When I try to do something like this:
y = ['1', '2', '3', '4', '5'] # example list
x = [] # example list 2
i = 0
while i < len(y):
x.append(y[i])
i += 1
print x
I get an error message about trying to access an out-of-bounds element of y. This gets fixed if I do this:
y = ['1', '2', '3', '4', '5'] # example list
x = [] # example list 2
i = 0
while i < len(y) - 1: # fix is here
x.append(y[i])
i += 1
print x
But then, since i only goes to the second last item in y, the programme will only print:
['1', '2', '3', '4']
This is easily fixed by appending an extra item (such as 0) to the end of y, but I'm wondering why this happens.
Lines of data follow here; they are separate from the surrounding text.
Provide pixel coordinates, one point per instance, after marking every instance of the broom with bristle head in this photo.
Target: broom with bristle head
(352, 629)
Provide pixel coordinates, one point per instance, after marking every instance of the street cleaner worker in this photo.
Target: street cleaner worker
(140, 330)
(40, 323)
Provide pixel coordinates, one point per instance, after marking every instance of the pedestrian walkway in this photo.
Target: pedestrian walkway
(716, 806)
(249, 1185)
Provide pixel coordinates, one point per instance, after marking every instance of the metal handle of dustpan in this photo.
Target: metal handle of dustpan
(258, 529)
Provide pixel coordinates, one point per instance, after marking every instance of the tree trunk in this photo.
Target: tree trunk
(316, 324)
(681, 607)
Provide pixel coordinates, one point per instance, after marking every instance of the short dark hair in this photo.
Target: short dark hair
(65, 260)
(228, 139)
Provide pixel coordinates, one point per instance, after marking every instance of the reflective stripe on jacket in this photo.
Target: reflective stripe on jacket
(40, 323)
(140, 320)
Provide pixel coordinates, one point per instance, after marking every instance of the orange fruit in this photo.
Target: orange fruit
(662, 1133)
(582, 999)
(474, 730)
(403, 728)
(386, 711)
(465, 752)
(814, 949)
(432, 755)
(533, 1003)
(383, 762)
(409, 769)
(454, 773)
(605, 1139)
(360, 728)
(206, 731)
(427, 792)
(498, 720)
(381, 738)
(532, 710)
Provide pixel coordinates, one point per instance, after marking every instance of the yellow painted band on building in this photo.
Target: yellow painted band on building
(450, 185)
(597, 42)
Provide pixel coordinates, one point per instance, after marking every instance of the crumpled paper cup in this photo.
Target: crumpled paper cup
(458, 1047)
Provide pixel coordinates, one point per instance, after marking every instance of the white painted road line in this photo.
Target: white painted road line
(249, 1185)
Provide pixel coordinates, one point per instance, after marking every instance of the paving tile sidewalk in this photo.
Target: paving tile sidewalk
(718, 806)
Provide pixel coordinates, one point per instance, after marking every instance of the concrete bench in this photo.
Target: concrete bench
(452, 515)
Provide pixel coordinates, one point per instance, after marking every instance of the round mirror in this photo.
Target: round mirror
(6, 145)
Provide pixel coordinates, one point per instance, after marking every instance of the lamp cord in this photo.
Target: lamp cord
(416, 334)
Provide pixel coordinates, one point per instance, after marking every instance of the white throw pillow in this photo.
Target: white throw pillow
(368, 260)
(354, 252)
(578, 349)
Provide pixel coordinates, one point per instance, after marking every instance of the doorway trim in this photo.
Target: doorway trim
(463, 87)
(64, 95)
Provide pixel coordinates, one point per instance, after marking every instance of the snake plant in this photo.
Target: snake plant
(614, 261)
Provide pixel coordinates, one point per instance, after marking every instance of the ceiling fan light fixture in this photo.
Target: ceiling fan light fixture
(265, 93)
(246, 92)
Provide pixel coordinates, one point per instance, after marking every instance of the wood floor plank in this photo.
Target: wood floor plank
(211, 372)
Edit: wait a second. This list did work. I must've changed something when simplifying from the code from which I took it. Here's where it was originally:
def f(y):
y.sort()
y.append('0')
i, j, k, flag = 0, 0, 0, 0
x = []
while j <= 9:
try:
while str(y[i]) == str(j) and i < len(y)-1: # Here's the problem
flag = 1
i += 1
k += 1
except:
print "Error!"
return []
if flag == 1:
if k == 1:
s = str(k) + ' time'
else:
s = str(k) + ' times'
x.append([str(j),s])
flag, k = 0, 0
j += 1
return x
Edit again: Oh, the problem must be in the str(y[i]) part of str(y[i]) == str(j), but still: why?